I cannot tell you whether anyone else should ever take this medication, but I can tell you my experience. Precious little is written anecdotally about this medication on the internet as of today, as I found when it was first prescribed for me.
If you want to read about Sunosi and its mechanism for working, its risks, and all that, go here. If you want to know what it has been like to take the medication, read on.

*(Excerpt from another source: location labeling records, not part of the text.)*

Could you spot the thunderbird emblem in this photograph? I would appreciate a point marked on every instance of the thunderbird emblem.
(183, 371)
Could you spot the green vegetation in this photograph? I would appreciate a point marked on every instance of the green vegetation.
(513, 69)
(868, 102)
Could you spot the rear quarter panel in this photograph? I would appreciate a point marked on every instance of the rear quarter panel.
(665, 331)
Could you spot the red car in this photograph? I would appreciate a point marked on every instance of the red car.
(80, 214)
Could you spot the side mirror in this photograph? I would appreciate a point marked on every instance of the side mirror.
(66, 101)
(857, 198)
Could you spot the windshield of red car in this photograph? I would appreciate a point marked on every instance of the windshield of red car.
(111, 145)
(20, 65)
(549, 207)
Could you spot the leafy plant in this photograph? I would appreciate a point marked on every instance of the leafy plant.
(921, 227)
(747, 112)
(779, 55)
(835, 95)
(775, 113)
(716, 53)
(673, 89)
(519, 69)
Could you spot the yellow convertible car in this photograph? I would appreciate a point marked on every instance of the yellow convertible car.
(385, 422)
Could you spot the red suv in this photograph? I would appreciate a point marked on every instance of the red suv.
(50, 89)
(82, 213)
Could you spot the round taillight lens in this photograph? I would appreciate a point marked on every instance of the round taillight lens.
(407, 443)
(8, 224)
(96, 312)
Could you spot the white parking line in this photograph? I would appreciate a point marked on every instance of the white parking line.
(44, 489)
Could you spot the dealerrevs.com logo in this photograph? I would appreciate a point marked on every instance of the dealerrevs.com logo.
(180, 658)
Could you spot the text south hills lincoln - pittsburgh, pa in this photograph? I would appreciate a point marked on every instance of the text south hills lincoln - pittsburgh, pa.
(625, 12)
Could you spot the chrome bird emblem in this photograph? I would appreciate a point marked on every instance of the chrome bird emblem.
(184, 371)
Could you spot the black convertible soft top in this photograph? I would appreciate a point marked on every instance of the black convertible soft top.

The medication begins at a small dose and increases at intervals until the patient is taking the highest indicated dose. During that transitional period, I had my first passes with being awake, really awake, in a long time. But I also experienced crashes. A few to several hours after a dose, I would crash and all my sleep pressure would tumble down on me with force. However, once I settled on my highest dose for a couple of weeks, the crashes disappeared. The medication granted me about nine hours of alert wakefulness, which was amazing, truly, but I thought there might be a way to extend my day.
I asked and was given permission by my doctor to take half of my dose in the morning and the other half six hours later. This was when a switch flipped in my life. I went from sleeping 14-16 hours every day to being awake 13-15 hours. Most days, no naps.
Now when I am awake, I am alert and capable. I don’t see life through a haze. I am engaged with the people in my life and with my work. I arise in the morning and go to bed in the evening, and it feels terrific.
For a long time, sleeping, particularly daytime sleeping, has felt to me like my own moral failure. Now I see that morality has nothing to do with this situation. My depression is in as small a place as it’s been in years, maybe ever. My anxiety doesn’t overwhelm me often; I’ve had one panic attack in two months. Despite feeling like I went to sleep in my thirties and awoke in my forties, I am more positive, motivated, and assured than I have felt in so very long.
I look forward to getting the CPAP machine. I look forward to oxygenating my brain and body throughout a night of sleep. I am eager to see how that impacts my life. (And, yes, I know it may be a bumpy road.)
But, y’all, being awake is nothing short of inspiring. If you’re struggling with oversleeping, see your doctor. See a sleep doctor. Get help, because help exists. You do not have to sleep through all of your life. You can carve out times to be present and available and awake.